Die Rivalen in Deutschland, die lange Zeit hatten, sich auf den Start von Amazon Fresh vorzubereiten und eigene Online-Angebote starteten, hätten dem US-Giganten auch einiges entgegenzusetzen. "Sie haben die Kundenbindung in der gesamten Fläche, sie haben die Infrastruktur und Logistik und wenn sie das clever kombinieren mit neuen Flächenkonzepten, haben sie sehr wohl eine gute Chance, ihren Anteil am Markt zu sichern", sagt Täuber. Er rechnet damit, dass immer mehr Kleinflächen-Märkte in zentralen Lagen entstehen, die die Online-Welt integrieren - zum Beispiel indem man online zusammengestellte Warenkörbe abholen kann. "Aber sie werden im reinen Online-Kanal wahrscheinlich nie die 85 000 Produkte und das Serviceniveau von Amazon erreichen", schränkt der Experte zugleich ein.

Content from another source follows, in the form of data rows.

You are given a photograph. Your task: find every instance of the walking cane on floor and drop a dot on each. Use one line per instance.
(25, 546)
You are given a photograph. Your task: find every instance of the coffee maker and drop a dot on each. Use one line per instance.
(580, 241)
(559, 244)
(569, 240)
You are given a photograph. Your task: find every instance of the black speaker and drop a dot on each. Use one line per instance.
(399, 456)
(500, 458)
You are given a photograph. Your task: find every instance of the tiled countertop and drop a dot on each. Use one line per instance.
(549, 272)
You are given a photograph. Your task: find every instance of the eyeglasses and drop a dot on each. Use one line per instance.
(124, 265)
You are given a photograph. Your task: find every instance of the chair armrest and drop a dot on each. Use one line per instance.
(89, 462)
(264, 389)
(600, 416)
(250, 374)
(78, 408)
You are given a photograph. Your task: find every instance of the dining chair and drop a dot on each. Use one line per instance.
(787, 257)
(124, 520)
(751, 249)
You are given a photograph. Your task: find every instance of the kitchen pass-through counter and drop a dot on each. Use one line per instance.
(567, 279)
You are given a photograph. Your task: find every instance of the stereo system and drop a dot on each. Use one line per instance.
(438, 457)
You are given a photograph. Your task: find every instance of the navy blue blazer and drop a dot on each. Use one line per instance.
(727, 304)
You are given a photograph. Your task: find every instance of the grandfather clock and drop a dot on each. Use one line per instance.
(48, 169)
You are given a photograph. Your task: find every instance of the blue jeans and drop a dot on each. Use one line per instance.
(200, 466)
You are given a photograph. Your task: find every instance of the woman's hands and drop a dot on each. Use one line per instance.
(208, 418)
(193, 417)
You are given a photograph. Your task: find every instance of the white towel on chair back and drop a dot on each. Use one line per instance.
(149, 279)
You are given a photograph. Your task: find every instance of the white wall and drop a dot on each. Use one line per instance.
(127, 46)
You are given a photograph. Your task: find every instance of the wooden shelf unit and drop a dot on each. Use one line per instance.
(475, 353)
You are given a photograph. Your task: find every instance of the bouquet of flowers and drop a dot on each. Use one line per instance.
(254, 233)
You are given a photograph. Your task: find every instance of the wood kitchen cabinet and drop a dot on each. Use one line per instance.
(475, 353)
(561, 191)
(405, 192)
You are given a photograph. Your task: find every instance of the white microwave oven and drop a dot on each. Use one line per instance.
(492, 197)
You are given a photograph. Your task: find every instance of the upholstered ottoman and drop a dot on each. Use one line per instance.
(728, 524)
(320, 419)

Im Heimatmarkt USA machte Amazon vor kurzem Schlagzeilen mit der fast 14 Milliarden Dollar schweren Übernahme der auf hochwertige und entsprechend teure Lebensmittel spezialisierten Ladenkette Whole Foods Market. Der Großteil ihrer 461 Geschäfte ist in den USA, aber 9 liegen mit Großbritannien auch in Europa. Wäre das auch ein Weg für Deutschland? Amazon-Manager Baumgartner weicht aus - derzeit gehe es darum, hier das Fresh-Konzept zum Laufen zu bringen.

Im Moment müssen Kunden in Deutschland zunächst noch überzeugt werden, dass die online bestellten Waren genauso frisch und ohne Unterbrechung der Kühlkette geliefert werden wie im gewohnten Supermarkt. Die eingehende Frischware, die zunächst komplett im Kühlbereich landet, werde von ausgebildeten Produktspezialisten begutachtet, heißt es bei Amazon. In die Liefertaschen kommen Kälteakkus oder Trockeneis bei Tiefkühlprodukten. Niemand darf die Halle betreten, ohne sich die Hände zu desinfizieren.

Rund 150 Mitarbeiter arbeiten im Fresh-Depot, etwa 75 pro Schicht. Im Tiefkühler mit seinen Minus 18 bis 22 Grad ist die Arbeitszeit auf 30 Minuten beschränkt, im Kühlbereich bei Plus 2 auf zwei Stunden. Auf einem Board am Eingang können Mitarbeiter Vorschläge und Fragen aufschreiben. Binnen zwölf Stunden soll es eine Antwort der Betriebsleitung darauf geben, sagt Schatte. Derzeit geht es unter anderem um den Wunsch nach mehr Uhren in der Halle und die Möglichkeit, dorthin eigene warme Getränke mitnehmen zu können.